How do you build a good software? In this article, What Do Users Want?, Larry Constantine explains what users want and how you build software to accomodate that. I’ll give you the portions of the article that I liked the best. However, you should read the first four pages of the article: it will give the the principles of usability. A required read for all software engineers.

What users really want is good tools. They want systems that are easy to learn and easy to use, and that help them do their work. They want software that doesn’t slow them down, that doesn’t trick or confuse them, that doesn’t make it easier to make mistakes or harder to finish the job.

How do you achieve that? Usage-Centered Design

User-centered development was not really such a bad idea but it, too, missed an important point: all software systems are just tools. Since good tools support work, making someone’s job easier, faster, simpler, more flexible, or more fun, what is really important is not building software around users, but around uses. It may be nice to get software and applications developers to understand users, but what really matters is understanding what users are doing or trying to do, to understand the intended and necessary usage. Users are not the center of the universe. To design more usable software the most important issue is neither the user nor the user interface, but usage.

Ask Why

Why? Why is this needed? Why would users interact with this software? What are they trying to accomplish?
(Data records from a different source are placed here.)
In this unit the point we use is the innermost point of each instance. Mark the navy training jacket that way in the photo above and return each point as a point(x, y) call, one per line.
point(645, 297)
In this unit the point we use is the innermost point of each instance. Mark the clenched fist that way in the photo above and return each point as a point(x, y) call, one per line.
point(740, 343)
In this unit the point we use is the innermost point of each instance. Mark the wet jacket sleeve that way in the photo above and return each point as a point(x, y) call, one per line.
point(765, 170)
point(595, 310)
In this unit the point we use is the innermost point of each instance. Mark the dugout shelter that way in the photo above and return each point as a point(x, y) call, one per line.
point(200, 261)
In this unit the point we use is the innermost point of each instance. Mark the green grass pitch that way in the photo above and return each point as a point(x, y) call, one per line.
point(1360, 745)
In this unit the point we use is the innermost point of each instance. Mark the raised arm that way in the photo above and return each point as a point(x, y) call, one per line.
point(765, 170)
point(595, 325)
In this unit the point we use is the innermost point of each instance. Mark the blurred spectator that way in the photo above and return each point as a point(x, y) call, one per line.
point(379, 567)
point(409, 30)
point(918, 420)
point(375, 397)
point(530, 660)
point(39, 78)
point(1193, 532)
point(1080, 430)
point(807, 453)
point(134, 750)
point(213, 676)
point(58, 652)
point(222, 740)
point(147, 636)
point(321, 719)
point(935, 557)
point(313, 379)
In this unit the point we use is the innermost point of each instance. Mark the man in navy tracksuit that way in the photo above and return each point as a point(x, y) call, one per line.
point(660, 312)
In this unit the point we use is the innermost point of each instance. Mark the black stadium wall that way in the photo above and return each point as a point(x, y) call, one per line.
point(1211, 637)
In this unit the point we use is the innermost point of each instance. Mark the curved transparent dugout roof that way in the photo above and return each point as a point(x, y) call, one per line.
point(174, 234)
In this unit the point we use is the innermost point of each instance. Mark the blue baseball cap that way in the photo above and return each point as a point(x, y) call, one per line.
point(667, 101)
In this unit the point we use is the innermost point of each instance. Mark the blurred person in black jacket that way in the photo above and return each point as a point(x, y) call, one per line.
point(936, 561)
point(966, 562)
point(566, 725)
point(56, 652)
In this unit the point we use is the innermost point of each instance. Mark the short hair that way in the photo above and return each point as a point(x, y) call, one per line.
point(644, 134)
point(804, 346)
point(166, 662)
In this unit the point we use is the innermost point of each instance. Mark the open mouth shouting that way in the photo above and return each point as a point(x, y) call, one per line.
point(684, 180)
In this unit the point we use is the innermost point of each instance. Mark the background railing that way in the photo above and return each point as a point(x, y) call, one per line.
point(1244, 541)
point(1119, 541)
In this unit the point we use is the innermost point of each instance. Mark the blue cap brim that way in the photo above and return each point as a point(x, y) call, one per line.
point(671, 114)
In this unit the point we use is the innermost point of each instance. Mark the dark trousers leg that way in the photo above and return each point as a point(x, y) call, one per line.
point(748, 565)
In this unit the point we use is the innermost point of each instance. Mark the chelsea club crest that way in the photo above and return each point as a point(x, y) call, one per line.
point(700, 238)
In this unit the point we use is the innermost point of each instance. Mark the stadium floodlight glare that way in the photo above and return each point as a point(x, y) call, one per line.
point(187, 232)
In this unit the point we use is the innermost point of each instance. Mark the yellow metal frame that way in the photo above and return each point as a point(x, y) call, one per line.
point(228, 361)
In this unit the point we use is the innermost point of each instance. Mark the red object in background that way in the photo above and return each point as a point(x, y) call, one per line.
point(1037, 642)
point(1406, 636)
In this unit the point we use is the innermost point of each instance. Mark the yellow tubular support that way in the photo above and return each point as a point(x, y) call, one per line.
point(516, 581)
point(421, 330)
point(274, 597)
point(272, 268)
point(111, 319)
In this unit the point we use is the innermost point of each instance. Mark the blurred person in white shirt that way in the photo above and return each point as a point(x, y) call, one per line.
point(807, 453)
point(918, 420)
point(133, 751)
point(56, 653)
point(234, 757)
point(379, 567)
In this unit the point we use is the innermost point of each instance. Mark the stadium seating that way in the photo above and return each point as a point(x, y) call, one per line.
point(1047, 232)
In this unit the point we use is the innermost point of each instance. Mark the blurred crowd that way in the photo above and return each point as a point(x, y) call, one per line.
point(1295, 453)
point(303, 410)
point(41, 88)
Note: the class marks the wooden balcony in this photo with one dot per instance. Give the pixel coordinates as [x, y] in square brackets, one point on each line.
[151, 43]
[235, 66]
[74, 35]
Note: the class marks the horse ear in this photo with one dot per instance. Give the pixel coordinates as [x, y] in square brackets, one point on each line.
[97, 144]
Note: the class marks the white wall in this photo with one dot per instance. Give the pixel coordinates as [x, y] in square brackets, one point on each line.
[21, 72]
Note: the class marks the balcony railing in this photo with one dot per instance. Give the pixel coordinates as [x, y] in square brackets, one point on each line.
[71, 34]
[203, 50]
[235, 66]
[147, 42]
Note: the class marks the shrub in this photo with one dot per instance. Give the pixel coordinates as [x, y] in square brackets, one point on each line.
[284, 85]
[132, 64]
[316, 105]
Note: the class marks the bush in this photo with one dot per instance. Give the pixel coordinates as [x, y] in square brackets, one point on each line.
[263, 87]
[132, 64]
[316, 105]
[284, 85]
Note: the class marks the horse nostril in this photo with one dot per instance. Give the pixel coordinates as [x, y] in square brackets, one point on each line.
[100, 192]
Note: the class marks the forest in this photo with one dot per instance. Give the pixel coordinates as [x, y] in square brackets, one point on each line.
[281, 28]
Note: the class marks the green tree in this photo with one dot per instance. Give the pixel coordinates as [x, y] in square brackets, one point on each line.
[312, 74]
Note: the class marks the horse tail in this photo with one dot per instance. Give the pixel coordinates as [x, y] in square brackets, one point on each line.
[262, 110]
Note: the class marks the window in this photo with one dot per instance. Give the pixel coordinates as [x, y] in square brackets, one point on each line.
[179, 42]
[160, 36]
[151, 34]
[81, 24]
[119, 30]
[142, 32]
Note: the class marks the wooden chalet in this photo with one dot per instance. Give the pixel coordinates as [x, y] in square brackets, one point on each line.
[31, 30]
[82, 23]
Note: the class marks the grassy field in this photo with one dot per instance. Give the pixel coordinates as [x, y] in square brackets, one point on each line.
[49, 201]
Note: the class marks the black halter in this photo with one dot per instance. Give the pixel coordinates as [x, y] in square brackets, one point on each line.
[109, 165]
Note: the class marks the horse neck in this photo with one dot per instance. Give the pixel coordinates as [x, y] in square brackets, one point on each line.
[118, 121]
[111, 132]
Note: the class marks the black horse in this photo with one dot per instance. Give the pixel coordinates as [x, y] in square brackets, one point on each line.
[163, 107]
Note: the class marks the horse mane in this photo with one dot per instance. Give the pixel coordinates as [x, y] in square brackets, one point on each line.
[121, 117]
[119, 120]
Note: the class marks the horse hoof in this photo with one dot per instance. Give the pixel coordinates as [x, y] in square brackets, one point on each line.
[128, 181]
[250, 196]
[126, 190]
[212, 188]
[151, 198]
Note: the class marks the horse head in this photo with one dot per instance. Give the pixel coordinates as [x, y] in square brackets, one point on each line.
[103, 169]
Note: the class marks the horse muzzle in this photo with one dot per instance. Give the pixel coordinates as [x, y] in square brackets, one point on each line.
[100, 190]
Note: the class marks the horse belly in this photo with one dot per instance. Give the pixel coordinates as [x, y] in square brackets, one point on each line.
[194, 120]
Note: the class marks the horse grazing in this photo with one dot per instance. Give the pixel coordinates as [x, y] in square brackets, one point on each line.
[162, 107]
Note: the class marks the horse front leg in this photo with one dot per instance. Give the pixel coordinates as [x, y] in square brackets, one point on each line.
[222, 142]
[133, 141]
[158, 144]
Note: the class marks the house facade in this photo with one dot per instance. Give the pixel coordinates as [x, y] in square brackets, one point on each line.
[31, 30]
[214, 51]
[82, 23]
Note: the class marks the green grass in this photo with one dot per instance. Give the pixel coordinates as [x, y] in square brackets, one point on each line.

Just asking the question helps focus on fundamental issues of what would make the system more usable.

Principal Principles of Usability

First Rule: Access: “Good systems are usable — without help or instruction — by a user having knowledge and experience in the application domain but no experience with the system.”

Second Rule: Efficacy: “Good systems do not interfere with or impede efficient use by a skilled user having substantial experience with the system.”

Third Rule: Progression: “Good systems facilitate continuous advancement in knowledge, skill, and facility and accommodate progressive change in usage as the user gains experience with the system.”

Fourth Rule: Support: “Good systems support the real work that users are trying to accomplish, making it easier, simpler, faster or more fun.”

Fifth Rule: Context: “Good systems are suited to the conditions and environment of the actual operational context within which they are deployed.”

Visibility Principle: Keep all needed options and materials for a given task visible without distracting the user with extraneous or redundant information. Instead of WYSIWYG, use WYSIWYN: What-You-See-Is-What-You-Need.

Feedback Principle: Keep users informed of actions or interpretations, changes of state or condition, and errors or exceptions using clear, concise, and unambiguous language familiar to users.

Structure Principle: Organize the user interface purposefully, in meaningful and useful ways that put related things together and separate unrelated things based on clear, consistent models that are apparent and recognizable to users.

Reuse Principle: Reduce the need for users to rethink and remember by reusing internal and external components and behaviors, maintaining consistency with purpose rather than merely arbitrary consistency.

Tolerance Principle: Be flexible and tolerant, preventing errors where possible by tolerating varied inputs and sequences and by interpreting all reasonable actions reasonably; reduce the cost of mistakes and misuse by allowing undoing and redoing.

Simplicity Principles: Make simple, common, tasks simple to to, communicating straightforwardly in the user’s own language and providing good shortcuts that are meaningfully related to longer procedures.